Data and investigative reporter Aaron Mendelson found mega-landlord Mike Nijjar by analyzing eviction data. In doing so, he noticed the same property owners’ names popping up again and again. He then used California Secretary of State data on business entities to identify a web of more than 170 companies connected to Nijjar. Armed with that information, Mendelson was able to query several counties’ assessor data and identify a business with 16,000 units, 4,400 properties and $1.3 billion in real estate.
This extensive data reporting helped orient shoe-leather reporting. After identifying Nijjar’s businesses in databases, we reviewed thousands of pages of court filings to build a picture of how his businesses operated.
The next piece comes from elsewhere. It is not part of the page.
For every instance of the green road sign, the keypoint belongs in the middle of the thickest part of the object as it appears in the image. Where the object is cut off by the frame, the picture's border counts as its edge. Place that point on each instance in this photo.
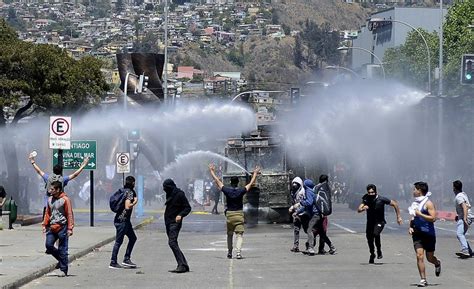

This led us to a number of depositions in which Nijjar and his associates described their business philosophy. They showed a massive enterprise fed by unreturned security deposits, strictly enforced late fees and a system designed to efficiently evict tenants. (According to experts we interviewed, landlording in low-income areas can be more profitable than renting in wealthier neighborhoods.)
Data reporting also guided the formation of the narrative and identification of characters whose stories substantiated the data’s findings.The analysis of eviction data led to the River Glen apartment complex in San Bernardino, Calif., a Nijjar-linked property that had ejected dozens of renters in recent years. Tenants there detailed their struggles with paying rent, getting maintenance done and staying safe. One tenant, interviewed twice during the reporting phase, was tragically shot and killed in the complex’s parking lot.
Data reporting — particularly the 170+ entity names and the 4,400 parcels identified — also enabled us to file FOIA requests for code enforcement reports in cities, sometimes hundreds of miles apart, which documented the same issues again and again: black mold, roaches, collapsing roofs, bedbugs.
These reports also helped us unearth the incident at the heart of the story: the death of a five-month-old girl at a trailer park. A Nijjar-linked company rented her family a trailer that it had not secured a permit for. The unit had no smoke or carbon monoxide detectors, and problems with electrical wiring had been documented at the park. That negligence led to a fire that engulfed the trailer on a cold winter night that killed baby Jenica Lozano. Prosecutors and real estate regulators took action, but Mike Nijjar remains in business.
Mike Nijjar and his business were essentially unheard of prior to the publication of this story. He was sometimes complained about on Yelp, but he was almost never covered by the media. Through exhaustive data crunching, geospatial analysis, records requests and interviews, LAist was able to shed light on the sinister side of California’s housing crisis.